In 2015, almost exactly a year earlier, suicide bombers attacked two churches in Youhanabad, killing 14 people. The death toll would’ve been much higher if church volunteers on ‘security duty’ had not sacrificed their own lives to defend worshippers.

“We [celebrate Easter] knowing that at any time a suicide bomber can come and disrupt our service, our worship, our praying. Then I think: Will it really be disrupted or will I be sent into the fullness of worship?” said a mother of two who used to be Muslim, now celebrating Jesus at Easter.

In 2013, 78 people were killed in another attack at a church in Peshawar, after Sunday Mass.

2017: Two Egypt Churches Bombed

On 9 April, Islamic State suicide bombers attacked two churches during their Palm Sunday services. At least 44 people were killed and over 100 were injured.

Egypt was declared to be in a state of emergency.

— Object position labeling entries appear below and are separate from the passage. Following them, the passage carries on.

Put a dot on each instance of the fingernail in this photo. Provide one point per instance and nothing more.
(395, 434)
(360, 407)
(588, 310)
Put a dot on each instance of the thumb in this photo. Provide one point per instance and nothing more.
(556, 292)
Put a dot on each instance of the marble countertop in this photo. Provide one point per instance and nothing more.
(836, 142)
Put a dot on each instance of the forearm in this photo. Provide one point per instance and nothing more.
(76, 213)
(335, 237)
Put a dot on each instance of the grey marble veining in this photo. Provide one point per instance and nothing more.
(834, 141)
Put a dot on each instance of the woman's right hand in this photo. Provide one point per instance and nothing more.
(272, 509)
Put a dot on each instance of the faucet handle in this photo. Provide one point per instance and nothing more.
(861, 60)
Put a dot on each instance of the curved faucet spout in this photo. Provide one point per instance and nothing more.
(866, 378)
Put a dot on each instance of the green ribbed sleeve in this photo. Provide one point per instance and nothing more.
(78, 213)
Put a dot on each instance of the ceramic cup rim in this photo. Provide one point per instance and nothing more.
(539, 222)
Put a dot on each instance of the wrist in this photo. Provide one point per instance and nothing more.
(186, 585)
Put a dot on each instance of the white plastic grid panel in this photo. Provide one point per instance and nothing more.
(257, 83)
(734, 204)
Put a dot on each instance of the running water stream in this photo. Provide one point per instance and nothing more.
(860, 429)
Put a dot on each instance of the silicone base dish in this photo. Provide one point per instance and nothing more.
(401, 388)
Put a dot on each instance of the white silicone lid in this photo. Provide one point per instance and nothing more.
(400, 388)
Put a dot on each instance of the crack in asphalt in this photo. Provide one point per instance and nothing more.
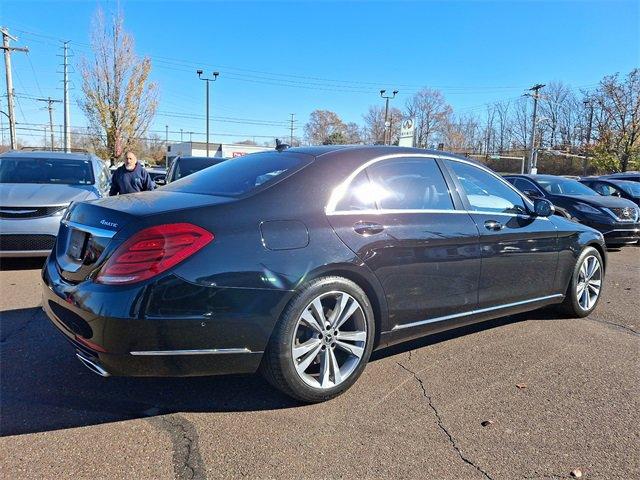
(440, 423)
(187, 462)
(619, 325)
(23, 327)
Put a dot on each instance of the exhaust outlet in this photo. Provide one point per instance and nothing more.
(93, 366)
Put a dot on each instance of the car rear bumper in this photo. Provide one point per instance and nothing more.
(117, 330)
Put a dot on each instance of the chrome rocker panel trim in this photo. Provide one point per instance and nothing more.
(474, 312)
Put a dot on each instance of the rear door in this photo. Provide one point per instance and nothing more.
(519, 250)
(400, 217)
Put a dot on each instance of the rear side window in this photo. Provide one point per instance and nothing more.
(485, 192)
(410, 184)
(360, 196)
(188, 166)
(242, 175)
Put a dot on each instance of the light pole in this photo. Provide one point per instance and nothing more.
(533, 167)
(386, 113)
(215, 77)
(588, 104)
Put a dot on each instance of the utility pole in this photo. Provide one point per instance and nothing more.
(50, 103)
(588, 103)
(292, 122)
(6, 37)
(65, 81)
(215, 77)
(386, 114)
(532, 149)
(166, 144)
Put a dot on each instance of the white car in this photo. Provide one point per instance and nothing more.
(35, 190)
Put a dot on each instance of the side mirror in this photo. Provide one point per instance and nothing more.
(543, 207)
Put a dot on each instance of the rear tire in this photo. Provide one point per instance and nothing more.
(585, 288)
(315, 356)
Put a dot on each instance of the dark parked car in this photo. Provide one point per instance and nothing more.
(300, 263)
(614, 188)
(629, 176)
(616, 218)
(184, 166)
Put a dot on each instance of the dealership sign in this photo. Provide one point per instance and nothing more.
(407, 130)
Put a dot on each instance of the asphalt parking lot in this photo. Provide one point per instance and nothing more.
(559, 395)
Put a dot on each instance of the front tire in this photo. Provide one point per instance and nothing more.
(585, 287)
(322, 342)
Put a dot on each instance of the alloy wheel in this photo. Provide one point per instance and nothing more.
(589, 282)
(329, 339)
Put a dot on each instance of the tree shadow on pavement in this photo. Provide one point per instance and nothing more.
(43, 387)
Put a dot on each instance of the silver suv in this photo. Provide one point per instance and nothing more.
(35, 190)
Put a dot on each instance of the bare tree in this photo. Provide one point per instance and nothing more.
(618, 100)
(119, 101)
(521, 123)
(374, 127)
(502, 111)
(353, 133)
(321, 125)
(430, 111)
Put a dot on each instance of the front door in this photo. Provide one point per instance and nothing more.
(519, 250)
(399, 217)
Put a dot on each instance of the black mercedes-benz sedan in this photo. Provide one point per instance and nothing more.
(299, 263)
(617, 218)
(610, 187)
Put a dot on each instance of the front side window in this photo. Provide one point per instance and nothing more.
(485, 192)
(45, 170)
(409, 184)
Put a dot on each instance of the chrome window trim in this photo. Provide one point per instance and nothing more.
(94, 231)
(474, 312)
(414, 211)
(623, 220)
(206, 351)
(338, 192)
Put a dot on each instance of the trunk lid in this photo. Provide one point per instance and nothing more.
(86, 236)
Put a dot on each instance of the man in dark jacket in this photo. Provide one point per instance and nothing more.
(130, 177)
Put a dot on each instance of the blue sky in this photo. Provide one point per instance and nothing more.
(293, 57)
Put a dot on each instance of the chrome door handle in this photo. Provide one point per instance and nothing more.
(367, 228)
(493, 225)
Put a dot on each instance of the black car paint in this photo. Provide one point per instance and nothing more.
(192, 163)
(616, 233)
(232, 292)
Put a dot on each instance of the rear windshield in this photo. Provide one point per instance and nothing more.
(187, 166)
(44, 170)
(240, 176)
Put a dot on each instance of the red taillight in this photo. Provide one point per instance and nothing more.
(152, 251)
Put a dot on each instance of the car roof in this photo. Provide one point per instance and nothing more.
(46, 155)
(213, 159)
(372, 151)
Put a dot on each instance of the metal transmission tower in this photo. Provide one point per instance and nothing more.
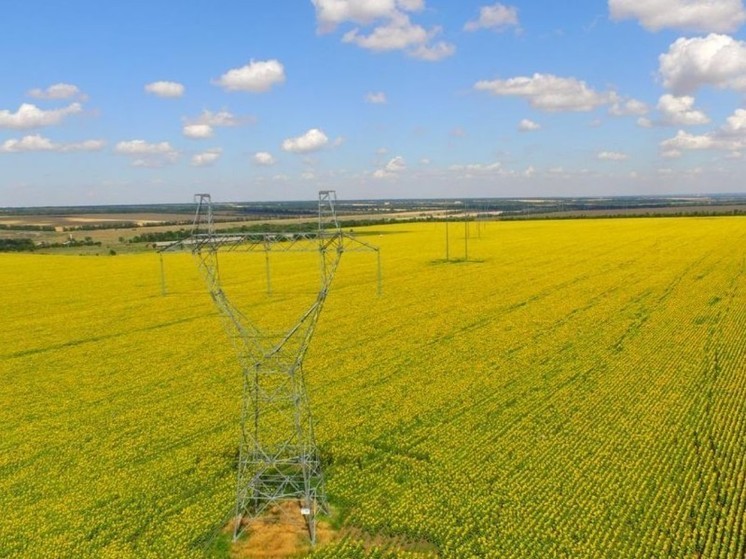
(278, 457)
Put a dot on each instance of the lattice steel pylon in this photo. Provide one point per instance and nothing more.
(278, 456)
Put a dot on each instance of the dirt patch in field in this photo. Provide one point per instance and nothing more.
(282, 533)
(279, 534)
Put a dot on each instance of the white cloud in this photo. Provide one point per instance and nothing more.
(206, 158)
(527, 125)
(31, 116)
(331, 13)
(731, 137)
(264, 158)
(685, 141)
(392, 168)
(477, 168)
(58, 91)
(222, 118)
(257, 76)
(146, 154)
(312, 140)
(433, 53)
(612, 156)
(165, 89)
(680, 111)
(393, 28)
(398, 34)
(203, 125)
(689, 15)
(39, 143)
(736, 123)
(197, 131)
(644, 122)
(377, 98)
(715, 60)
(629, 107)
(497, 17)
(548, 92)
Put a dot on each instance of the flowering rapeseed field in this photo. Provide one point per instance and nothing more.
(576, 390)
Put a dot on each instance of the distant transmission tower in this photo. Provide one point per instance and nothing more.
(278, 457)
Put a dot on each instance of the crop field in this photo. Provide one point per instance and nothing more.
(577, 389)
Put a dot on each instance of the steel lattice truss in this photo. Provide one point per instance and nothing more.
(278, 456)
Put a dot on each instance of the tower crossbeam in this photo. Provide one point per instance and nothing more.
(278, 456)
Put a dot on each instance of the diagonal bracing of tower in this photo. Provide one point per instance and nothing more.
(278, 457)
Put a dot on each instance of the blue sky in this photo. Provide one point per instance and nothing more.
(150, 101)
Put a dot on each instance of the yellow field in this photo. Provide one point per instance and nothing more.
(575, 391)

“Like many other Christians in Egypt I was on my way to church,” said Arif*, one of our local partners. “My wife and children were with me and we were really looking forward to the Palm Sunday service which is one of the main celebrations in the Egyptian church. Then, I got a text.. I read about the first attack in Tanta. I was angry, shocked.”

“Then… I saw another attack had taken place, this time in Alexandria,” he said.

Image: Relatives mourn for victims of Palm Sunday bombing. Source: The Independant Co UK

The Islamic State have named the Egyptian church as their next target and all fighters have been told not to “leave any infidel Christian in Egypt until you have threatened their life.”

Easter is a dangerous time for Christians facing persecution as they celebrate victory in Jesus.

A few weeks later, a group of Christians were travelling on a bus to an Ascension Day service when masked gunmen attacked the bus south of the Egyptian capital, killing 28 people.

“In our discipleship trainings we try to raise awareness of the fact that persecution is part of Christian life,” Arif said. “We want to help people to live close to God and understand that they are precious to Him, despite what might happen to them.”

The church is preparing for persecution.

“Lord unveil the dark spirit of deception and show up your light,” Arif* prayed. “Lord help your children to stay people of guts, courage and strong convictions. And may your name be glorified even in the middle of death, pain and devastation.”